Dans le liquide utérin, les chercheur·ses ont trouvé des substances de signalisation qui pourraient réguler le taux de division cellulaire. L'acide aminé sérine était particulièrement visible. Les chercheur·ses de l'ETH Zurich ont montré que vers la fin de la diapause, la concentration de certains acides aminés dans le liquide utérin change. Le taux de prolifération cellulaire revient alors concomitamment à un taux normal.
Ce processus implique le complexe moléculaire mTOR, qui réagit aux acides aminés et joue un rôle crucial dans de nombreuses voies de signalisation métabolique dans les cellules de mammifères, y compris celles associées au cancer. mTORC1, par exemple, régule la synthèse des protéines et donc la croissance et la division cellulaires.
Selon les nouveaux résultats, l'activité de mTORC1, mais pas celle de mTORC2, est supprimée dans les embryons de chevreuil tout au long de la diapause. Cela contraste avec les souris en diapause, où la division cellulaire est complètement interrompue par l'inhibition de mTORC1 et de mTORC2.
Vers la fin de la diapause, l'augmentation significative du niveau d'acides aminés dans le liquide utérin active mTORC1. Celle-ci augmente à son tour l'expression des gènes du métabolisme et du cycle cellulaire, faisant progresser le développement de l'embryon.
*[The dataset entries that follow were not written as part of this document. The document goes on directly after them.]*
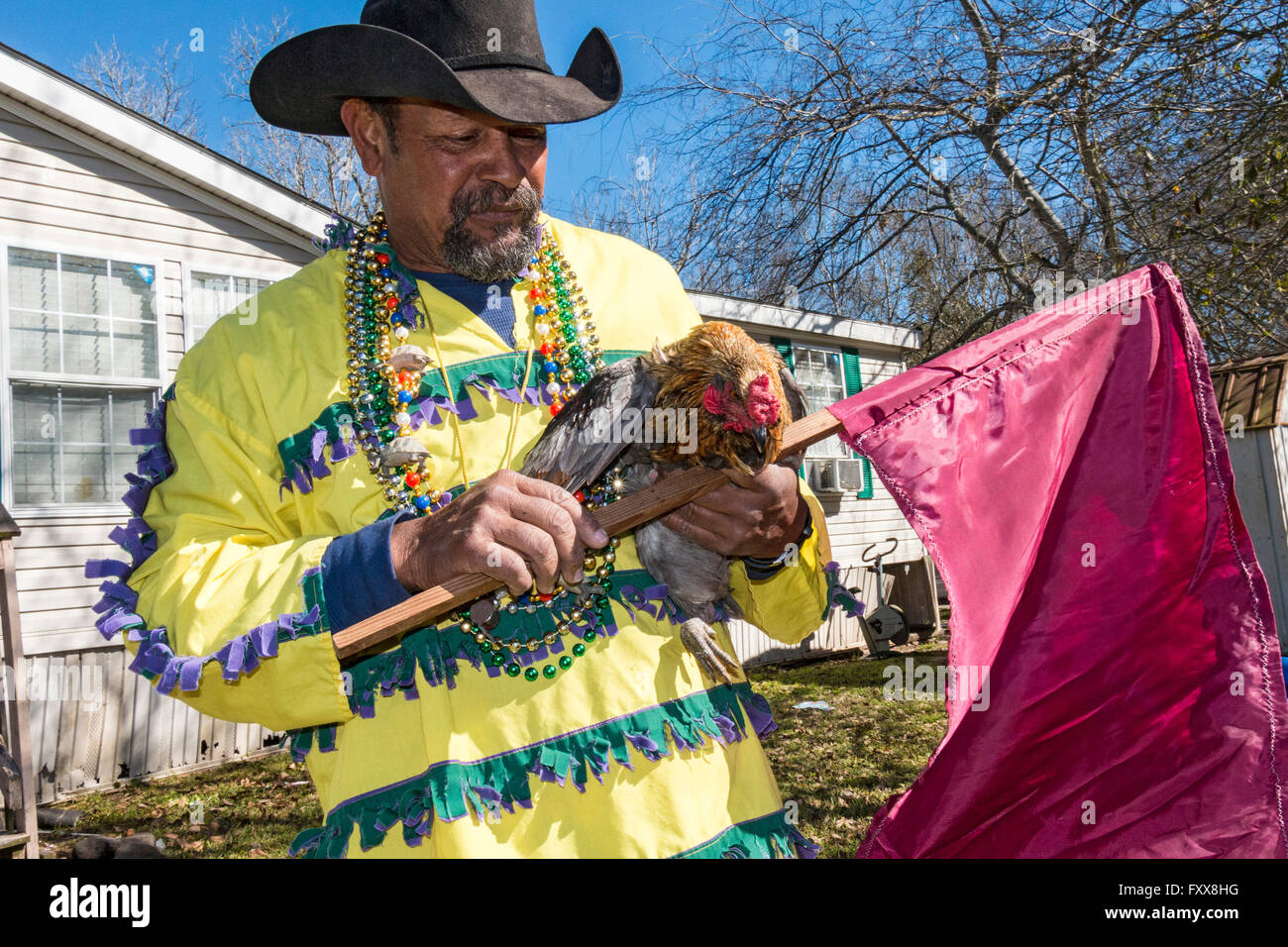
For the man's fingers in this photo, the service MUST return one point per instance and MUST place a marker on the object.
(558, 523)
(589, 530)
(532, 544)
(506, 566)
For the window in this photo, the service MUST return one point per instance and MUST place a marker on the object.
(82, 364)
(819, 373)
(215, 294)
(825, 375)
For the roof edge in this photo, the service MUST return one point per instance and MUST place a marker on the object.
(46, 90)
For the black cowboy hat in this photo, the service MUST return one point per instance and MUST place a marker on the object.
(480, 54)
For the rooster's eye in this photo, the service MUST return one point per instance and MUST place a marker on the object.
(712, 401)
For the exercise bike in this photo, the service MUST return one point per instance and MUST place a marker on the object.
(885, 625)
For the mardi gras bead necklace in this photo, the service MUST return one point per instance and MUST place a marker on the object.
(384, 377)
(384, 380)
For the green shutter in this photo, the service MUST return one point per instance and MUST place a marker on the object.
(853, 385)
(785, 350)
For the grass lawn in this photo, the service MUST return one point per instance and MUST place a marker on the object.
(840, 766)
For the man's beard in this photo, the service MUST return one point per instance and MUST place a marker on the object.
(511, 247)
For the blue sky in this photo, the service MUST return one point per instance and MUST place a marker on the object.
(605, 147)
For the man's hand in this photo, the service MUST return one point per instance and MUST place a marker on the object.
(752, 515)
(510, 527)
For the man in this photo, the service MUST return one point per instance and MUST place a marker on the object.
(265, 544)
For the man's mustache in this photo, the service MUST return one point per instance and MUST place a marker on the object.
(496, 197)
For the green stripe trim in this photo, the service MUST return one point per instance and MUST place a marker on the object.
(452, 789)
(765, 836)
(503, 369)
(436, 650)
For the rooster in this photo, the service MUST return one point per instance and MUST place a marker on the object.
(742, 397)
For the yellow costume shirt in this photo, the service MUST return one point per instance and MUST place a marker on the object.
(425, 750)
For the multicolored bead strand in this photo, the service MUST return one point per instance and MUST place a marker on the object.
(384, 382)
(563, 322)
(384, 379)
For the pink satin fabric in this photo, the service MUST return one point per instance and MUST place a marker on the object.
(1109, 621)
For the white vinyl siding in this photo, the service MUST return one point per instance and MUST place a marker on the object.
(60, 197)
(819, 373)
(82, 368)
(215, 295)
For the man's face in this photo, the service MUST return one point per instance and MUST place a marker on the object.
(462, 189)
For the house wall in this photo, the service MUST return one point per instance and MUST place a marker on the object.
(58, 195)
(1260, 463)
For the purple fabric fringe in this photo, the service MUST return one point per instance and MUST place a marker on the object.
(116, 608)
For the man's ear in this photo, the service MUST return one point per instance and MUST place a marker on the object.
(368, 133)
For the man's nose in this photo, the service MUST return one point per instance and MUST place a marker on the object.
(501, 161)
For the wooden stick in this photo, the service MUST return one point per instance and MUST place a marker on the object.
(622, 515)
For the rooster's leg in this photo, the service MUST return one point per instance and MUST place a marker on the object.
(700, 641)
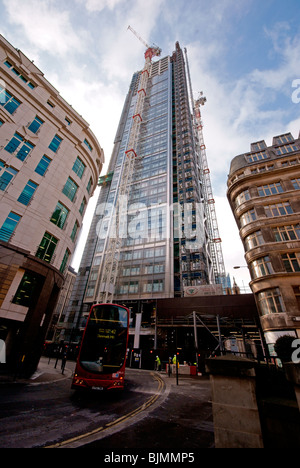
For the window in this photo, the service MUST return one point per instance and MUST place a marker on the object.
(270, 302)
(74, 232)
(70, 189)
(24, 151)
(242, 198)
(28, 193)
(43, 165)
(280, 209)
(14, 144)
(55, 143)
(6, 175)
(261, 267)
(257, 156)
(35, 125)
(89, 185)
(248, 217)
(291, 262)
(29, 290)
(9, 226)
(254, 240)
(47, 248)
(7, 101)
(271, 189)
(284, 139)
(133, 287)
(60, 215)
(287, 233)
(155, 286)
(65, 261)
(88, 145)
(286, 149)
(17, 73)
(82, 206)
(296, 184)
(79, 167)
(260, 145)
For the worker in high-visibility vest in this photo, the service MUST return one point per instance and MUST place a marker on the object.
(158, 363)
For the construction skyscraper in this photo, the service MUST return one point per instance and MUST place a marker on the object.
(154, 233)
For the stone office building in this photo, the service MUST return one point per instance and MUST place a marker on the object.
(50, 162)
(264, 194)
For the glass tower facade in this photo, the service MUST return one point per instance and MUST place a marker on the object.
(164, 241)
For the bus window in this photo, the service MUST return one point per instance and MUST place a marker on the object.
(104, 345)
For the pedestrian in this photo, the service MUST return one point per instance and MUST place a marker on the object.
(158, 363)
(63, 361)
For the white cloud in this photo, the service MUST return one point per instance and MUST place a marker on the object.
(47, 27)
(99, 5)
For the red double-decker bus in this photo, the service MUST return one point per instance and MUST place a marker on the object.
(102, 356)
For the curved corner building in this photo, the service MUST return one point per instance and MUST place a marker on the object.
(50, 162)
(263, 191)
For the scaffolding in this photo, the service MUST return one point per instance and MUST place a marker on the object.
(214, 247)
(110, 263)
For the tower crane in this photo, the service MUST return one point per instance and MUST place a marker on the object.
(110, 262)
(153, 51)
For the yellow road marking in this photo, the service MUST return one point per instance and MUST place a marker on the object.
(124, 418)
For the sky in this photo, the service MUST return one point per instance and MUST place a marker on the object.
(244, 55)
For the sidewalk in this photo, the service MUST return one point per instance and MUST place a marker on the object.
(45, 374)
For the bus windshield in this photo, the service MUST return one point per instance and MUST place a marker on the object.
(104, 345)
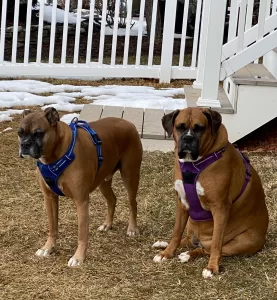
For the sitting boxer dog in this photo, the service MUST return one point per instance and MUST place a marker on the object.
(74, 160)
(221, 201)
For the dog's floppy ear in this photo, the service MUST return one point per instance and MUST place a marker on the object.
(214, 119)
(168, 121)
(51, 115)
(25, 113)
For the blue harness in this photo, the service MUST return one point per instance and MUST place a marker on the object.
(51, 172)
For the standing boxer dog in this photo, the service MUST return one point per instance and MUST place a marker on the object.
(74, 160)
(221, 201)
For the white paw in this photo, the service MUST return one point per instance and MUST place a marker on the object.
(132, 233)
(73, 262)
(160, 245)
(159, 259)
(184, 256)
(207, 274)
(103, 227)
(44, 253)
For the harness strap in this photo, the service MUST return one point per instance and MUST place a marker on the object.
(190, 173)
(51, 172)
(95, 138)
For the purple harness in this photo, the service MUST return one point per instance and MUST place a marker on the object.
(190, 173)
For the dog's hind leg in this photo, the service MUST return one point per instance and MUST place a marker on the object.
(106, 190)
(130, 173)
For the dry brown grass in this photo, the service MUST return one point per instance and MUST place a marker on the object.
(123, 81)
(118, 267)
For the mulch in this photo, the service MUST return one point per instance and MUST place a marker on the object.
(264, 139)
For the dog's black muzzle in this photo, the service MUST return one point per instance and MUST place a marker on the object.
(188, 144)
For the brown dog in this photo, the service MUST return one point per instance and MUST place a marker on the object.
(212, 179)
(43, 137)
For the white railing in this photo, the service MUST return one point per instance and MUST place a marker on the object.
(246, 43)
(96, 55)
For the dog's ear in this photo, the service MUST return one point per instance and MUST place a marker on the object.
(52, 115)
(214, 119)
(25, 113)
(168, 121)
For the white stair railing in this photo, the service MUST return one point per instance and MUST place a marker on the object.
(215, 17)
(246, 43)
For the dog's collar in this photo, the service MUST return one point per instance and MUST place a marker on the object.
(190, 173)
(51, 172)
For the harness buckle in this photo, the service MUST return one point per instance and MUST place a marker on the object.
(74, 120)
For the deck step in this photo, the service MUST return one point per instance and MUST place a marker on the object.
(254, 74)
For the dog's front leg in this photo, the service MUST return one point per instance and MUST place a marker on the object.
(83, 228)
(179, 227)
(51, 202)
(220, 216)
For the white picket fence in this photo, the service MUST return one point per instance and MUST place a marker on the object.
(89, 68)
(209, 60)
(247, 42)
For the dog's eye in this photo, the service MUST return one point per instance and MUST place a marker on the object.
(181, 127)
(20, 132)
(198, 127)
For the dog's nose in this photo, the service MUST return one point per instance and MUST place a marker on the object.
(188, 138)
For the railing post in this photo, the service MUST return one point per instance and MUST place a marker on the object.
(212, 65)
(198, 83)
(168, 40)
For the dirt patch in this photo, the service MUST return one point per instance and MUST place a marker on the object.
(118, 267)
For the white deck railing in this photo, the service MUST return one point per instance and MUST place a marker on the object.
(57, 62)
(91, 55)
(247, 42)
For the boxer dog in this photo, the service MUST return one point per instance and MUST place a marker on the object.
(45, 138)
(220, 198)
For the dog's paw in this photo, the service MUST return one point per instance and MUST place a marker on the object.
(159, 258)
(132, 232)
(184, 256)
(160, 245)
(74, 262)
(45, 252)
(104, 227)
(207, 274)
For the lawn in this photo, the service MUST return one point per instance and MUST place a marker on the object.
(118, 267)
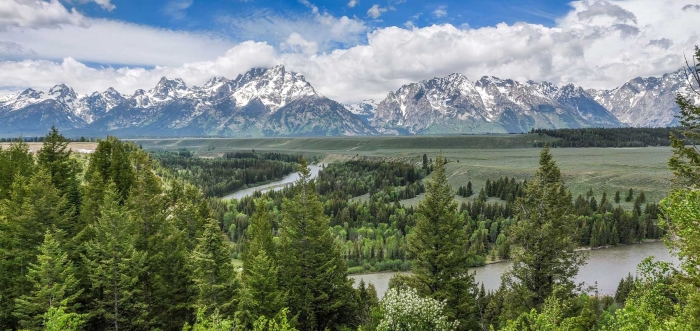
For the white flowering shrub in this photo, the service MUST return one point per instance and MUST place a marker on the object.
(405, 310)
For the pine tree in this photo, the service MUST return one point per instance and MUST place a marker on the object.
(15, 162)
(213, 274)
(685, 162)
(53, 285)
(320, 295)
(54, 156)
(261, 294)
(438, 244)
(146, 206)
(114, 266)
(544, 258)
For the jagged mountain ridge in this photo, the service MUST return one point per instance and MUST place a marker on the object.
(261, 102)
(274, 101)
(647, 102)
(454, 104)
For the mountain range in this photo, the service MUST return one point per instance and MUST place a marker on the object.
(278, 102)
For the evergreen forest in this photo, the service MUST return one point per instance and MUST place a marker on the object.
(125, 239)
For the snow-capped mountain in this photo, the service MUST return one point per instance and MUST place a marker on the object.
(647, 102)
(260, 102)
(454, 104)
(365, 109)
(274, 101)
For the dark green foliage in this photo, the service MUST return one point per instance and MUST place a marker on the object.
(220, 176)
(607, 137)
(544, 258)
(114, 266)
(438, 245)
(53, 285)
(261, 293)
(319, 293)
(685, 162)
(213, 273)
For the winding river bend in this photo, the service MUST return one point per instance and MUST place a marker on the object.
(605, 266)
(274, 186)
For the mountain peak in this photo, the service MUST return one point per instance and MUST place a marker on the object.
(62, 92)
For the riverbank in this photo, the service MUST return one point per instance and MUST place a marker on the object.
(604, 268)
(581, 249)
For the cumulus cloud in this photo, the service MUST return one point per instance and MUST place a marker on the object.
(120, 43)
(609, 44)
(105, 4)
(33, 14)
(664, 43)
(376, 11)
(440, 12)
(321, 27)
(297, 43)
(176, 9)
(13, 51)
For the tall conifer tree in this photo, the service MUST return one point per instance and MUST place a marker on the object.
(320, 296)
(53, 285)
(438, 245)
(261, 294)
(544, 258)
(114, 266)
(213, 273)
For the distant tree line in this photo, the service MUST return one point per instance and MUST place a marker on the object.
(219, 176)
(606, 137)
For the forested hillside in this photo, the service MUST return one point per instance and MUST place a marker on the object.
(607, 137)
(114, 240)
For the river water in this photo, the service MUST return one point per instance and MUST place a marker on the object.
(274, 186)
(605, 266)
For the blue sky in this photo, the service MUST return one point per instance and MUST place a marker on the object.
(197, 15)
(348, 50)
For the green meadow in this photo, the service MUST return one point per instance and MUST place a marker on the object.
(472, 158)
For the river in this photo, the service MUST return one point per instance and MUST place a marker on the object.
(274, 186)
(605, 266)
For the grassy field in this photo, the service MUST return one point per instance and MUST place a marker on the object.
(480, 157)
Parallèlement, comme mTORC2 n'est pas inhibé pendant la diapause des embryons de chevreuil, les chercheur·ses supposent que cela pourrait expliquer pourquoi la division cellulaire se poursuit lentement.
Dans cette étude, les chercheur·ses n'ont pas cherché à savoir si d'autres molécules de signalisation étaient impliquées aux côtés des différents acides aminés. On ne sait pas non plus si les acides aminés sont réellement responsables de la reprise du développement embryonnaire ou si l'embryon lui-même sécrète également des molécules qui agissent sur les cellules maternelles et les voies de signalisation. L'embryon peut indiquer sa présence à sa mère par le biais de molécules de signalisation spécifiques. Susanne Ulbrich aimerait combler cette lacune dans ses futures études.
Un nouvel éclairage sur la biologie de la reproduction
Ces nouvelles découvertes éclairent la biologie de la reproduction et du développement en général. Une question fondamentale est de savoir comment la grossesse est établie chez les mammifères. Par exemple, chez la femme et le bétail domestique, il arrive souvent que les embryons ne s'implantent pas dans l'utérus et meurent. «Cela est dû à des interactions complexes entre l'embryon et la mère», explique Susanne Ulbrich.
Elle ajoute qu'une grossesse réussie exige un timing précis. L'embryon doit se faire connaître au bon moment par des signaux (moléculaires) appropriés et interrompre le cycle de la mère. «Nous voulons mieux comprendre cette interaction entre l'embryon et la mère», explique Susanne Ulbrich. Pour cela, dit-elle, le chevreuil est un modèle idéal. Le développement embryonnaire du chevreuil est très similaire à celui du bétail, mais il se déroule au ralenti. «Cela nous permet de mieux résoudre temporellement la séquence des événements et de trouver des relations de cause à effet.»
Ces résultats pourraient également contribuer à améliorer la fécondation in vitro chez les humaines, de sorte qu'il ne serait plus nécessaire de congeler les embryons. En outre, des facteurs naturels pourraient être utilisés pour contrôler la vitesse à laquelle les cellules, y compris les cellules souches embryonnaires, se divisent.